In fact, it would eliminate the cause of the cyclical ups and downs whereas in the capitalist order it is only possible to mitigate them. And the process of discarding the obsolete that in capitalism—especially in competitive capitalism—means temporary paralysis and losses that are in part functionless, could be reduced to what “discarding the obsolete” actually conveys to the layman’s mind within a comprehensive plan providing in advance for the shifting to other uses of the non-obsolete complements of the obsolete plants or pieces of equipment. Concretely: a crisis centering in the cotton industry may in the capitalist order put a stop to residential construction; in the socialist order it may of course also happen that the production of cotton goods has to be drastically curtailed at short notice, though it is not so likely to happen; but this would be a reason to speed up residential construction instead of stopping it.
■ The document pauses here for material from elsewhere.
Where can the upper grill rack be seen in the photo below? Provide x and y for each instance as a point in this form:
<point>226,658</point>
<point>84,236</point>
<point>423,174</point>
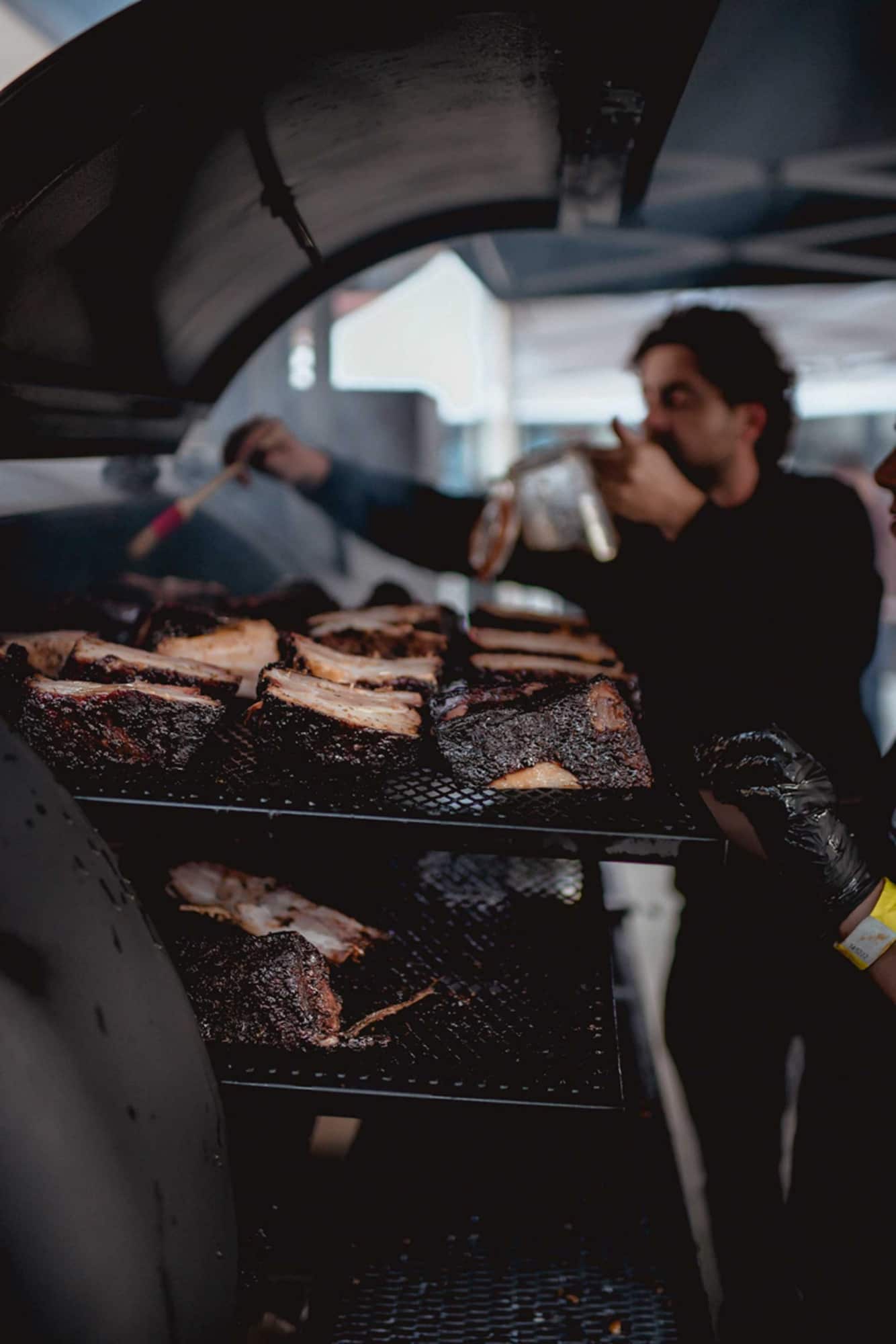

Whatever the economic goals desired by whoever is in the position to give effect to his desires, socialist management could attain them with less disturbance and loss without necessarily incurring the disadvantages that would attend attempts at planning progress within the framework of capitalist institutions. One aspect of this might be expressed by saying that the socialist management could steer a course approximating the long-run trend of output, thus developing a tendency which as we have seen is not foreign to big-business policy. And the whole of our argument might be put in a nutshell by saying that socialization means a stride beyond big business on the way that has been chalked out by it or, what amounts to the same thing, that socialist management may conceivably prove as superior to big-business capitalism as big-business capitalism has proved to be to the kind of competitive capitalism of which the English industry of a hundred years ago was the prototype. It is quite possible that future generations will look upon arguments about the inferiority of the socialist plan as we look upon Adam Smith’s arguments about joint-stock companies which, also, were not simply false.